Nonetheless, COVID-19 is a coronavirus that has different effects depending on each person. For the majority of the people who get infected, the intensity of the symptoms is slight to moderate, and they recover without the need for hospitalization. Nevertheless, it can be a serious disease, particularly for older adults or people with pre-existing medical conditions or comorbidities, such as diabetes, heart disease, high blood pressure, pneumonia, and asthma, among others. For the case of Mexico, the results predict that, for example, an increase of 30% in the death rate per 100 inhabitants for cases of high blood pressure (P < 0.01), pneumonia, or diabetes (P < 0.01) would result in an average increase in the number of accumulated deaths per municipality of 5.5%, 7.6%, and 19.8%, respectively; that is, of the three comorbidities included in the analysis, diabetes would more greatly impact the accumulated number deaths.

Finally, the use of facemasks and handwashing with soap and water are considered crucial for being able to reduce or prevent the spread of COVID-19. In the case of the municipalities in Mexico, the data indicate that, for example, a 20% increase in occupants in a household without water would result in a 13.3% increase in average accumulated cases of death from COVID-19 per municipality. This demonstrates that household access to water is crucial for fighting this illness, as are the other socio-economic variables.

Discussion and conclusion

Death from COVID-19 appears to be statistically significantly associated with socio-economic and health determinants at the municipal level in Mexico, and these relationships can be more pronounced when analyzed by type of determinant. The population living in conditions without access to piped water, older adults aged ≥60 years, people with incomplete elementary education, those who live in poverty, and those with comorbidities, such as diabetes, can have a greater risk of dying from COVID-19. Thus, decision-makers should more closely consider several variables that are important for public policies, including the large gap in socio-economic inequality, the high prevalence of comorbidities, the existence of regions, and social groups that are highly vulnerable because of their socio-economic situation, access to more high-quality public services, and the reduced institutional capacity.
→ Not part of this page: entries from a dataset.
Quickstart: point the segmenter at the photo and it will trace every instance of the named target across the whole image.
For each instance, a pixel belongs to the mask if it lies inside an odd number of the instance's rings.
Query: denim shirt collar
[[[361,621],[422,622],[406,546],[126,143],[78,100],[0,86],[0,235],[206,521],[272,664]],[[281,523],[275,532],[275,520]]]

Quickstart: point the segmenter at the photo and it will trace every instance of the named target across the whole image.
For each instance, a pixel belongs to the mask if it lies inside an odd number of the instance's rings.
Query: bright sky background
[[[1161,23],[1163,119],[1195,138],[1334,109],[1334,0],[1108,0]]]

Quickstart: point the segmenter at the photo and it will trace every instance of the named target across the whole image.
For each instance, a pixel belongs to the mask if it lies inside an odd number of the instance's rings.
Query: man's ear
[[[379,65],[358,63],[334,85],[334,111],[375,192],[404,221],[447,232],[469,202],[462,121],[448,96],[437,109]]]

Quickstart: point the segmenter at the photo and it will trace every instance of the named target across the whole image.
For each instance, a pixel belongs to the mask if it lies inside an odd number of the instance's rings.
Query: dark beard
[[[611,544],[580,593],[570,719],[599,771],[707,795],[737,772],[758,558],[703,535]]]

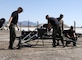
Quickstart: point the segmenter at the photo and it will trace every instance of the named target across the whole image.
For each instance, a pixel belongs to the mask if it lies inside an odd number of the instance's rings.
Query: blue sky
[[[82,26],[82,0],[0,0],[0,18],[8,21],[19,6],[24,9],[19,21],[47,23],[47,14],[55,18],[63,14],[65,24],[71,26],[76,21],[76,26]]]

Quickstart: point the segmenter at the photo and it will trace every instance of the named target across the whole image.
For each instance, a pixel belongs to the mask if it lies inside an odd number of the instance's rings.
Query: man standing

These factors are especially important in situations such as the current one, where an increase in these variables can more greatly exacerbate the impact that the presence of another disease or unforeseen outbreak can have on society, as is the case of COVID-19.

Author statements

Ethical approval

Ethical approval was not required for this study.

Funding

The article was prepared with the technical and financial support of the National Council for Science and Technology (CONACYT in Spanish) through the CONACYT Chairs Program (Programa de Cátedras in Spanish) Nº 1812: “Economic and Water Model Project for the Valley of Mexico Basin” and Nº 959: “Space Water Economy.”

Competing interests

None declared.

Data availability

Data were obtained from an open-access database.